Abstract 4927: One-Year Results of the Hydroxyapatite Non-Polymer-Based Sirolimus-Eluting Stent for the Treatment of Single De Novo Coronary Lesions - A First-in-Human Analysis of a Third Generation Drug-Eluting Stent (DES) System
Background: Recent concerns regarding DES long-term safety have been raised. Synthetic polymers have been associated with intensive inflammatory response and exacerbated positive vessel remodeling. Importantly, the association between exacerbated vessel enlargement and very late DES thrombosis has been recently demonstrated. Newly developed, the VESTASync™ Eluting Stent (VES) combines a stainless steel platform with a nanothin-microporous hydroxyapatite surface coating impregnated with a polymer-free Sirolimus formulation (55μm) that in vitro elutes drug for 30 days. Hydroxyapatite has excellent biocompatibility and occurs naturally in the body. We sought to investigate the safety, performance and efficacy of this third generation polymer-free DES.
Methods: In May 2007, 15 patients with single de novo lesion located in native coronary arteries with 3.0 –3.5mm diameter and ≤14mm in length were consecutively enrolled. Primary endpoints were 30 days MACE (safety), and in-stent late lumen loss at 4 and 9 months (efficacy). QCA and IVUS analysis were performed at independent core labs.

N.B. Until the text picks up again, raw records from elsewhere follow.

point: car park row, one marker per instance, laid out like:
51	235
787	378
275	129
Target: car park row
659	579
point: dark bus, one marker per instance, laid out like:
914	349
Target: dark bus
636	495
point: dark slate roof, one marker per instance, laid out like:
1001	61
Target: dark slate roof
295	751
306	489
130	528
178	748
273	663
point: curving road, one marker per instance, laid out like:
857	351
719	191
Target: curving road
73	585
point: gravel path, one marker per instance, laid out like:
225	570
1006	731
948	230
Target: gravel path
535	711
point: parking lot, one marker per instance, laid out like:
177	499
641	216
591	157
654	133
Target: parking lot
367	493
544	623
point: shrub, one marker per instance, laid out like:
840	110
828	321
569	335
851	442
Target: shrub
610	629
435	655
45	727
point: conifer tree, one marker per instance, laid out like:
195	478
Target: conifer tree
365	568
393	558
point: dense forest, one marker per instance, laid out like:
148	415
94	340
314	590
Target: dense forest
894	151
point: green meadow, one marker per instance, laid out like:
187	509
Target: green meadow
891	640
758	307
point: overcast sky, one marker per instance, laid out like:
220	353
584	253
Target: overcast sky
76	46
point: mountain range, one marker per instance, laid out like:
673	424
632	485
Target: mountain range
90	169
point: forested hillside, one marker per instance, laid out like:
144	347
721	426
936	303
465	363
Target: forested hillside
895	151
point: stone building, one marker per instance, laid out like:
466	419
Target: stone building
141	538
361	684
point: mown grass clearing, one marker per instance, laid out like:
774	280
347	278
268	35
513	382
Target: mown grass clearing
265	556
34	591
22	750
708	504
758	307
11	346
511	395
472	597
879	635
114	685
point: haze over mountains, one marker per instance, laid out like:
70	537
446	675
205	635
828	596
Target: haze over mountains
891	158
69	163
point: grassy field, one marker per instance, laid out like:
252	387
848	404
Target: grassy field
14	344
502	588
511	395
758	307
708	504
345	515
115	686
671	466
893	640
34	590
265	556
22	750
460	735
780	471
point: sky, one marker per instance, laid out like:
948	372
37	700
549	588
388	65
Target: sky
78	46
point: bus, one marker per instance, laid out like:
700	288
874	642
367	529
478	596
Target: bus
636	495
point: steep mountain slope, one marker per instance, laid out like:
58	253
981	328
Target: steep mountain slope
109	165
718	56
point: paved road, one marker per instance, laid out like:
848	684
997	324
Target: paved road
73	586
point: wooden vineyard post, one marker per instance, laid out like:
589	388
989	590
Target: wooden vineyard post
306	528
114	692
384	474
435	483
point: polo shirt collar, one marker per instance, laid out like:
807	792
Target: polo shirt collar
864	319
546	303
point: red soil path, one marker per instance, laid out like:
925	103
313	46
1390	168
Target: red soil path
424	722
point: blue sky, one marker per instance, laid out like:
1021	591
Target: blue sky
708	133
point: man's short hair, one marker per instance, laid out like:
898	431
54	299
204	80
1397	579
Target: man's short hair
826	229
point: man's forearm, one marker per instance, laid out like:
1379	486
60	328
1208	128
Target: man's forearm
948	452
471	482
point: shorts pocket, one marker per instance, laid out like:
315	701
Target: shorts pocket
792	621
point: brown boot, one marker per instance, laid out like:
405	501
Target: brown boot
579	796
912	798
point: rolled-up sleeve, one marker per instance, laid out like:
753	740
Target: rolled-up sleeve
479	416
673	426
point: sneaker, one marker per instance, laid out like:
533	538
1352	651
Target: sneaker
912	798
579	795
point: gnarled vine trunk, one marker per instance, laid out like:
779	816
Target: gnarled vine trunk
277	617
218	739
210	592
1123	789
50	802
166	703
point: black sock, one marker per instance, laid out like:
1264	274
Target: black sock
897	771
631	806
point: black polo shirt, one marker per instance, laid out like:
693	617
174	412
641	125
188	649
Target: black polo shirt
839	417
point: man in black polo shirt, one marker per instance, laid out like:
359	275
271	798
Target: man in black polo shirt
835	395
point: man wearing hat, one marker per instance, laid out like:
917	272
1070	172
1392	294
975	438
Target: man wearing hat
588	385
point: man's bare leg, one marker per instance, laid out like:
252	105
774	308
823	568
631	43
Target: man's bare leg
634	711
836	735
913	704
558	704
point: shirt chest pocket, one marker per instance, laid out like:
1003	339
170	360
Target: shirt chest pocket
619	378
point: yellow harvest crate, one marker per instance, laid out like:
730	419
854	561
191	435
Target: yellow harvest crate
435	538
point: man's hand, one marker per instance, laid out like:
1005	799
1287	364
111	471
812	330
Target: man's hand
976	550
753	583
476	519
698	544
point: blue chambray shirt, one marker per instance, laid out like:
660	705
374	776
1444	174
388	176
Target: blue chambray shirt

Results: Baseline characteristics included mean age of 63 years and 33% diabetics. LAD was the prevalent target vessel (47%). Reference diameter was 2.67 ± 0.32mm, lesion length was 9.98 ± 1.98 mm. VES was successfully implanted in all cases. There were no procedure and in-hospital complications. Lifelong aspirin and no more than 5 months clopidogrel were prescribed to all patients. At 4-month follow-up in-stent late loss (QCA) and % of volume obstruction (IVUS) were 0.30 ± 0.25 mm and 2.6 ± 2.2%, respectively. At 9-months, invasive follow-up showed an in-stent lumen loss of 0.37 ± 0.24mm and % of volume obstruction of 3.8 ± 2.3%. Importantly, vascular positive remodeling and late incomplete stent apposition were not observed in this cohort. There were no MACE / stent thrombosis cases up to one-year clinical follow-up.
Conclusions: The novel MIV (Sirolimus)-eluting stent was effective in reducing lumen loss and NIH formation at four-month follow-up; These enthusiastic initial results were sustained at nine-months, with no evidence of late “catch up” by QCA and IVUS evaluation. Long-term data in more complex groups of patients is necessary to confirm its safety profile.